What do we mean by dispersing overlapping rectangles? The idea is to take a set of overlapping rectangles:


Then spread them out in some way ('disperse' them) so that they no longer overlap:


When might we care to do this? I first saw this problem in the context of placing labels on a graph. Any kind of graph (e.g. a bubble chart, scatter plot, etc.) where each item has some text associated with it may have issues with labels overlapping. Most programs for generating these types of graphs (e.g. Excel) do not automatically prevent the labels from overlapping:


Maps with many features to label face a similar challenge. The general problem is referred to as automatic label placement (or point-feature label placement)

Questions on this topic are common[1]. If you browse through these questions, you won't find any easy solutions. Finding the optimal solution (measured, for example, as minimizing the total movement of rectangles from their original positions) is an NP-complete problem[2].

This problem has been tackled comprehensively by researchers. This is the best paper I found comparing performance for a variety of algorithms. Below, I implemented and compared some of these algorithms myself.

Greedy Algorithms

I decided to use Python and to visualize the results using Pygame. The first class of algorithms I looked at were greedy algorithms.

The most naive greedy algorithm I could think of was starting at the top of a group of rectangles and working down, shifting rectangles downwards as needed to avoid overlapping any rectangles above them. I'll call this the TopDown approach. Here's an animated example:


You can immediately see that some rectangles end up getting moved far from their original location.

A slightly smarter greedy algorithm might shift rectangles left or right in addition to up and down to prevent overlap. It also might start not at the top, but instead choose which rectangles to shift in a more intelligent way. One option would be to choose to shift rectangles with the maximum overlap first. Here is pseudocode for what I call the WorstFirst approach:

while has_overlaps(rectangles):
    overlaps = get_all_overlaps(rectangles)
    max_overlap = choose_max_overlap(overlaps)
    # This shifts one of the overlapping rectangles either down or to the
    # right to fix the overlap - whichever distance is smaller

Here's an animated example:


Visually we can see an immediate improvement from the TopDown approach.

Of course, this type of greedy algorithm could be generalized. You could choose to fix the smallest overlap instead of the largest, the overlap closest to the center, the rectangle overlapping the most other rectangles, or use some other metric to make the choice. Regardless, the basic structure of the greedy algorithm would remain the same.

Separation Behavior

Other approaches can do better than a greedy algorithm. In the Separation algorithm, we iteratively move all the rectangles simultaneously at a certain velocity which is determined by how they overlap with other rectangles. The determination is made based on what is called 'Separation Behavior', originally described, as far as I can tell, for 'Boids' (this approach also has similarities to the Hirsch algorithm described in the paper referenced above).

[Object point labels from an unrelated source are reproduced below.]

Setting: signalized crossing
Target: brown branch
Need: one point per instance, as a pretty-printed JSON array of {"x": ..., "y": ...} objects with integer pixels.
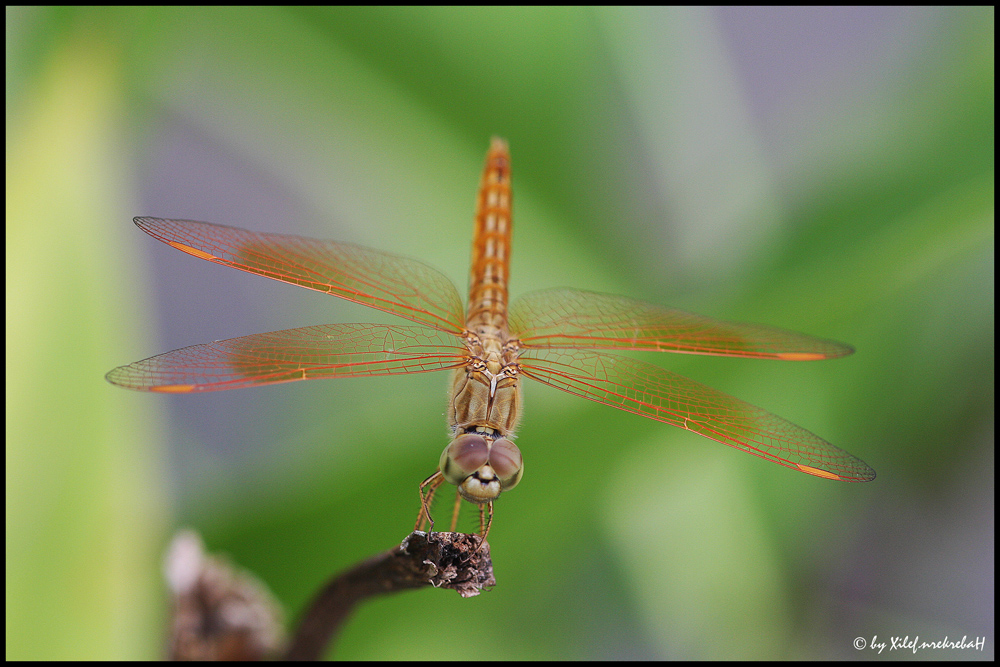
[
  {"x": 221, "y": 612},
  {"x": 442, "y": 560}
]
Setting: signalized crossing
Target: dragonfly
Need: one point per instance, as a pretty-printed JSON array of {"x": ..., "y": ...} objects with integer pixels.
[{"x": 550, "y": 336}]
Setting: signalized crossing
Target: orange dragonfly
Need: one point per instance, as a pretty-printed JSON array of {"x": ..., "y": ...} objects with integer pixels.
[{"x": 547, "y": 336}]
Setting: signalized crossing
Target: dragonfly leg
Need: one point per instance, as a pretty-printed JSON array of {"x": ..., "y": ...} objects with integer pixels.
[
  {"x": 454, "y": 513},
  {"x": 431, "y": 484},
  {"x": 485, "y": 521}
]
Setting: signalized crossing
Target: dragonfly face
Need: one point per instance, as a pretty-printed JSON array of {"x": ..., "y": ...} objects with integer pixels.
[{"x": 549, "y": 337}]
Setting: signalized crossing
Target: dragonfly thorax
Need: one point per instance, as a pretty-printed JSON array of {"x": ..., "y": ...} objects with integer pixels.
[{"x": 486, "y": 391}]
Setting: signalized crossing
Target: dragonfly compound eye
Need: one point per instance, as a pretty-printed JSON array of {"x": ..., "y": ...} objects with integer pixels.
[
  {"x": 463, "y": 456},
  {"x": 506, "y": 460}
]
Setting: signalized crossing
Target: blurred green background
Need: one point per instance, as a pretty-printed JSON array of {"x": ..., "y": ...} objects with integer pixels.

Here is pseudocode for this behavior:

while has_overlaps(rectangles):
    # First, generate a vector for each rectangle
    # based on it's overlap with other rectangles
    overlap_vectors = []
    for each r in rectangles:
        v = generate_normalized_overlap_vector(r)
        overlap_vectors.append((r, v))

    # Then, translate each rectangle by it's overlap vector
    for each r, v in overlap_vectors:
        translate_rectangle_by_vector(r, v)

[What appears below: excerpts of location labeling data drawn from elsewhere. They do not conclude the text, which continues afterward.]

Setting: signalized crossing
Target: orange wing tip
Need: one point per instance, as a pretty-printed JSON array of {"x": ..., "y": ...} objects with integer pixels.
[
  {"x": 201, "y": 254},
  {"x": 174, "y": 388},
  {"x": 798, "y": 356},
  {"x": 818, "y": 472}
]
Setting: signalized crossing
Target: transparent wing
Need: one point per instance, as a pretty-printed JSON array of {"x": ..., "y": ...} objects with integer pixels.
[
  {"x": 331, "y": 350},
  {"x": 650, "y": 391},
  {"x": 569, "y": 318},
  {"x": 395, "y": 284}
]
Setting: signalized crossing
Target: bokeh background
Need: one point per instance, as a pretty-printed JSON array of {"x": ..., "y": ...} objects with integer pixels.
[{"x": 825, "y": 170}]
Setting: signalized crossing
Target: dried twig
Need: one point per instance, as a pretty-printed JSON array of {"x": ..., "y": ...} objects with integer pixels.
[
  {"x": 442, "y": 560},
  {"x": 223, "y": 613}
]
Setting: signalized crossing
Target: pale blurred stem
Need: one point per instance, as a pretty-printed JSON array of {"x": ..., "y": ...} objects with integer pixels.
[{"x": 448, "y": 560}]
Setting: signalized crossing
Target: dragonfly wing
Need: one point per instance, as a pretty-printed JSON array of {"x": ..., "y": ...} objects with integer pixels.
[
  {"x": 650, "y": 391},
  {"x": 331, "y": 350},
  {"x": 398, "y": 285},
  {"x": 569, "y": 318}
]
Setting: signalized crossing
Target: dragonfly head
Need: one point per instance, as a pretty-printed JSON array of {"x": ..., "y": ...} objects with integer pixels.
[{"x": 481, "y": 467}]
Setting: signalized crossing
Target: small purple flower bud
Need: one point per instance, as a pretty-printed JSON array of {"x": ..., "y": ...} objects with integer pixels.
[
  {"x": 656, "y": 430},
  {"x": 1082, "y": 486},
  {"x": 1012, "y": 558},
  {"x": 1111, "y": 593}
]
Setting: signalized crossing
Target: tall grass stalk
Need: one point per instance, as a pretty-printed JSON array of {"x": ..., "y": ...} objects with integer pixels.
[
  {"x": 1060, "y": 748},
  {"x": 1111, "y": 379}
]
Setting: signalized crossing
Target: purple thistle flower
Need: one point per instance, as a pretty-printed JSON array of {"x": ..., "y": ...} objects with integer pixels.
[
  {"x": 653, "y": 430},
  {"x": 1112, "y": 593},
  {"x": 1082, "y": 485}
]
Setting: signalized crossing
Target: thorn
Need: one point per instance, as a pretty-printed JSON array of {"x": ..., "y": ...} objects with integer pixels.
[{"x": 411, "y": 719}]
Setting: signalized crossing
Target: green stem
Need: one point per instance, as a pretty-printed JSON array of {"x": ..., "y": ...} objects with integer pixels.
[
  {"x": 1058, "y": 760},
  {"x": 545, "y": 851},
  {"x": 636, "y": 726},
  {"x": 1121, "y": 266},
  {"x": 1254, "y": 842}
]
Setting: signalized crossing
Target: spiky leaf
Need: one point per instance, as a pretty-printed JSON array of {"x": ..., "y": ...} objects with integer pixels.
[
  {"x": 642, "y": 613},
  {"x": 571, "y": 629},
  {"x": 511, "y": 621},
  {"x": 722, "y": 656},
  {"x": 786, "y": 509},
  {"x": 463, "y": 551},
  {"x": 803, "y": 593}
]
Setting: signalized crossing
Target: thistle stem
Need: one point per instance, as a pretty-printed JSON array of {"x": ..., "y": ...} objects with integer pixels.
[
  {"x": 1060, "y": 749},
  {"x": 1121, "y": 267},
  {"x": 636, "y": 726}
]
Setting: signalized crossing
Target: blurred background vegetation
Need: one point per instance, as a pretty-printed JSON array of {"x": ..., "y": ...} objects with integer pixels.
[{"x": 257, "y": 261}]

The overlap vectors are oriented so that overlapping rectangles will move away from eachother. Here's an example of overlap vectors with 3 rectangles:


The resulting movement looks as follows:


As we'll see below, this approach performs better than either of the greedy algorithms. Intuitively this makes sense, as this approach seems to take on a more 'holistic' view of the entire space.

Simulated Annealing

Finally, I tried implementing a simulated annealing algorithm. This type of algorithm excels at finding global maximums where other algorithms (for example, greedy algorithms, or an algorithm like gradient descent) may only find local maxima. The approach I've used was inspired by this paper, which was explained further in this blog post.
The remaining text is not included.